Hereditary hemochromatosis (HH) type 3 is an autosomal recessive disorder of iron metabolism characterized by excessive iron deposition in the liver and caused by mutations in the transferrin receptor 2 (TFR2) gene. Here, we describe three new HH type 3 Spanish families with four TFR2 mutations (p.Gly792Arg, c.1606‐8A>G, Gln306*, and Gln672*). The missense variation p.Gly792Arg was found in homozygosity in two adult patients of the same family, and in compound heterozygosity in an adult proband that also carries a novel intronic change (c.1606‐8A>G). Two new nonsense TFR2 mutations (Gln306* and Gln672*) were detected in a pediatric case.
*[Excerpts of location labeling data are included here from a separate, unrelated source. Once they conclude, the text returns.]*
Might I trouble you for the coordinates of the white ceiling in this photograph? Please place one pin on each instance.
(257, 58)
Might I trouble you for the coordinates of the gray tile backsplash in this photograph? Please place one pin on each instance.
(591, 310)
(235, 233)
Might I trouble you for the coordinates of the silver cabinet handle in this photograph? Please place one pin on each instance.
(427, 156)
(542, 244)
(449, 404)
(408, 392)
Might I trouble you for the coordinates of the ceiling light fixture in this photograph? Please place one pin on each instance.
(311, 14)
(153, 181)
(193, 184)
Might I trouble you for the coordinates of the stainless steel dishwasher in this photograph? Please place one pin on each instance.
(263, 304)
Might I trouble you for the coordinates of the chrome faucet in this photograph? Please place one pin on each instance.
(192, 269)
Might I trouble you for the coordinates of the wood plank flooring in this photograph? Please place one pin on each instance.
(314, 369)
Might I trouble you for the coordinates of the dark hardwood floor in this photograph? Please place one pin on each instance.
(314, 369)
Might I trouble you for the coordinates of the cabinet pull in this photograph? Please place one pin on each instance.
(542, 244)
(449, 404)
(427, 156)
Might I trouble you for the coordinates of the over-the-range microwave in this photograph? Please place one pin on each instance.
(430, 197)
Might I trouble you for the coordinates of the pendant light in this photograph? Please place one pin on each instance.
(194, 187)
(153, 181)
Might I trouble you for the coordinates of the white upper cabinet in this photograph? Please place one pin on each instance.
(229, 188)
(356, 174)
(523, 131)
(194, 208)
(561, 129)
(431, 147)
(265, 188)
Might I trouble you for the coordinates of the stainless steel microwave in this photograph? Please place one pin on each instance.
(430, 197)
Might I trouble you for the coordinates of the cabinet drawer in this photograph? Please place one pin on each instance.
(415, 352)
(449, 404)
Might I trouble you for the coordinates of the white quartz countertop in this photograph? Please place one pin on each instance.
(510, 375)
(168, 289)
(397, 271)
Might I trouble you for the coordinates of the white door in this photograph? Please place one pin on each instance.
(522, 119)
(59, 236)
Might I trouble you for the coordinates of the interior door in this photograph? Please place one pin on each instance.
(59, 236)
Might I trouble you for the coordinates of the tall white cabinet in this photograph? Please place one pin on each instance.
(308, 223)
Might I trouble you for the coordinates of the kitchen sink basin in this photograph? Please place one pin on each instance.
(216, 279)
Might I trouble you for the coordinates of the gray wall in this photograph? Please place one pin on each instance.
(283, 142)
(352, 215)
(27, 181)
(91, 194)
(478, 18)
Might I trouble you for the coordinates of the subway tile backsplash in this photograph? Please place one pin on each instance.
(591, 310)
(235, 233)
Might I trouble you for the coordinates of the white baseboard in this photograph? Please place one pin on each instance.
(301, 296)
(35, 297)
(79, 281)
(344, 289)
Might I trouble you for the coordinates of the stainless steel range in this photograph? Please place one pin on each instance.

We examine the functional consequences of two TFR2 variants (p.Gly792Arg and c.1606‐8A>G) using molecular and computational methods. Cellular protein localization studies using immunofluorescence demonstrated that the plasma membrane localization of p.Gly792Arg TFR2 is impaired. Splicing studies in vitro and in vivo reveal that the c.1606‐8A>G mutation leads to the creation of a new acceptor splice site and an aberrant TFR2 mRNA. The reported mutations caused HH type 3 by protein truncation, altering TFR2 membrane localization or by mRNA splicing defect, producing a nonfunctional TFR2 protein and a defective signaling transduction for hepcidin regulation. TFR2 genotyping should be considered in adult but also in pediatric cases with early‐onset of iron overload.